The first thought that came to mind was, can ELU be replaced by combination of other layers that are supported on gpu ?
Looking at the formulas a bit, we came up with a formula that mimics elu only using the layers that were supported on gpu.
elu = relu(input) + alpha*(1.0 / sigmoid(relu(input) - input) - 2)
or
elu = relu(input) - alpha*relu((1-exp(input)))
This original graph:
Was replaced by:
Now every layer is supported on gpu. I quickly loaded this model up and the predictions seemed to exactly matched with original model !

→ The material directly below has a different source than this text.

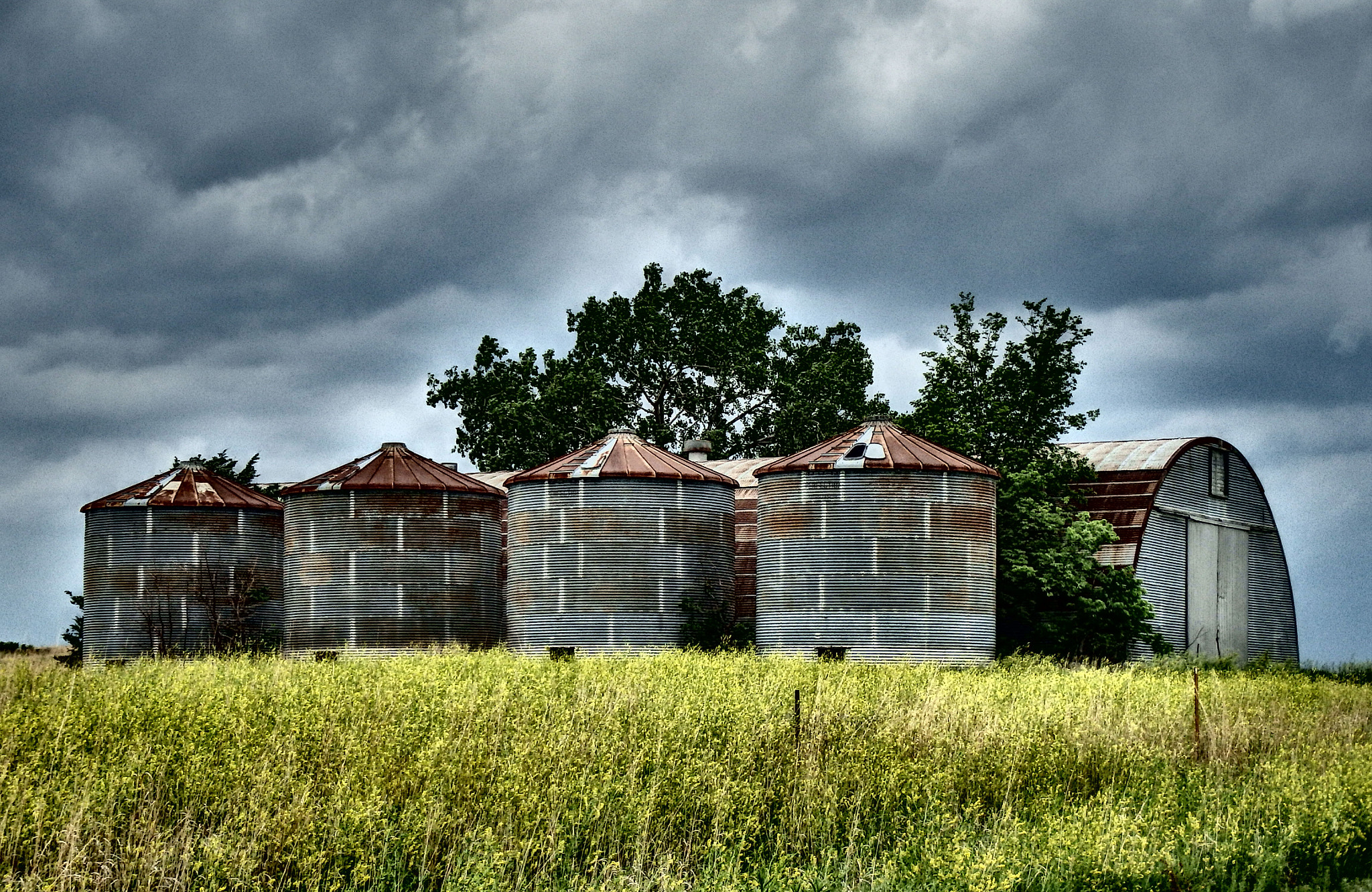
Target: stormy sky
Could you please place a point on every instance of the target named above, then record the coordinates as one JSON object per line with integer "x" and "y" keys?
{"x": 260, "y": 224}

But all hopes were crushed when it performed at half the speed the original model. The reason is that there were too many ELU layers in the model which lead to too much extra branches causing poor performance.
TNN
After a lot of searching I finally came across this library: TNN. It supported all the layers out of the box. Benchmarked the model, it finally worked with good performance. There was no java api, so we wrote one JNI layer ourselves.
Ran well on pc with both cpu and gpu (openCL backend). Cross-compiled this with android NDK, ran this on a phone and pheww, everthing finally worked.
Now the only requirement for a phone to run flowpilot is openCL, which most android phones support (except some pixel phones, those brilliant engineers shipped a broken openCL).
Next up
Vulkan is gaining a lot of traction and many edge devices are getting shipped with vulkan support. Implementing some layers on vulkan can make it possible to leverage vulkan.